Phil Spencer explica como os estúdios ganham dinheiro no Game Pass

Tudo depende do jogo e do estúdio.

O Xbox Game Pass é uma das maiores armas da divisão Xbox para o mercado das consolas e PC, apelando a jogadores de todo o tipo que procuram um serviço que lhes dá acesso a centenas de jogos por uma mensalidade.

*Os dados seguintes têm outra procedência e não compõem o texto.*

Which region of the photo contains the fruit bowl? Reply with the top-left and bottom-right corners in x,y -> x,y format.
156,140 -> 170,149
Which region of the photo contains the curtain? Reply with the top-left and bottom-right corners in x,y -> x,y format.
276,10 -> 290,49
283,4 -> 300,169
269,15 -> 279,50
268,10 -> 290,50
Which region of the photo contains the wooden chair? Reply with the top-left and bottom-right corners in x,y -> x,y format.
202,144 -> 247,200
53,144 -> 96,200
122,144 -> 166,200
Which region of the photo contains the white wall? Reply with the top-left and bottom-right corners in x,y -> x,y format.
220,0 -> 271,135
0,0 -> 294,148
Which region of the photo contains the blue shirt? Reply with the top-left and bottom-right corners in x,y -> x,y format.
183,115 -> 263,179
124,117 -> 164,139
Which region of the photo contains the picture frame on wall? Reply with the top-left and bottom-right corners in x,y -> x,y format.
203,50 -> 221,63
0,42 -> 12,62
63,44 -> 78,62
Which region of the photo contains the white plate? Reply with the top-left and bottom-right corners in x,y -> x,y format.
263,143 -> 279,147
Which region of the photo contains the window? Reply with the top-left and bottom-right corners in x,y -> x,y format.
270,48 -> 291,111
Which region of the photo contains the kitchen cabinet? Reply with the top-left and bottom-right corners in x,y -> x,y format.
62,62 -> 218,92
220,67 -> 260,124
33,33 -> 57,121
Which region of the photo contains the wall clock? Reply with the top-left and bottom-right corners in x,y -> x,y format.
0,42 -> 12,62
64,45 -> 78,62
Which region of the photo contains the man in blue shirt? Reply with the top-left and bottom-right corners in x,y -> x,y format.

No entanto, desde que a Xbox começou a tornar o Game Pass na principal face da sua imagem e a reforçar o marketing à sua volta, muitos questionam como é possível ganhar dinheiro com este modelo de negócio. Phil Spencer, patrão da divisão Xbox, foi questionado precisamente sobre isto e não teve qualquer problema em responder.

Numa recente entrevista com o TheVerge, Spencer foi questionado sobre como os estúdios ganham dinheiro com o Game Pass e explicou que tudo depende da situação e cada jogo é analisado individualmente.

"Os nossos negócios são, diria, caóticos. Isto soa mal gerido, mas na verdade depende da necessidade do desenvolvedor. Uma das coisas que tem sido fixe ver é um estúdio, geralmente de pequena a média escala, que poderá estar a começar um jogo e diz 'hei, estamos dispostos a colocar isto no Game Pass no dia de lançamento se vocês nos derem X dólares agora.' O que podemos fazer é, criamos um chão para a equipa em termos do sucesso do seu jogo. Sabem que vão recuperar isto."

"Em certos casos, pagaremos todo o custo de produção do jogo. Depois têm a oportunidade do retalho além do Game Pass. Podem vendê-lo na PlayStation, Steam, Xbox e Switch. Para eles, protegeram-se de qualquer risco. O jogo será feito. Depois têm o extra do retalho, e temos a oportunidade de o ter no lançamento," explicou Spencer.

No entanto, existem casos em que o jogo está terminado e a Xbox paga um valor estipulado pelo estúdio para o jogo surgir no Game Pass.

Além destes exemplos de acordos e relações, Spencer falou ainda numa outra forma de negócio que permite colocar jogos no Game Pass, assente no uso do jogo e da sua monetização.

"Outros querem acordos baseados no uso e monetização, seja uma loja de monetização criada com transações ou uso. Estamos abertos a experimentar com diversos parceiros, pois não acreditamos que já descobrimos tudo. Quando começámos, tínhamos um modelo que era baseado apenas no uso. A maioria dos nossos parceiros disseram, 'sim, sim, compreendemos isso, mas não acreditamos nisso, por isso dá-nos o dinheiro de imediato.'"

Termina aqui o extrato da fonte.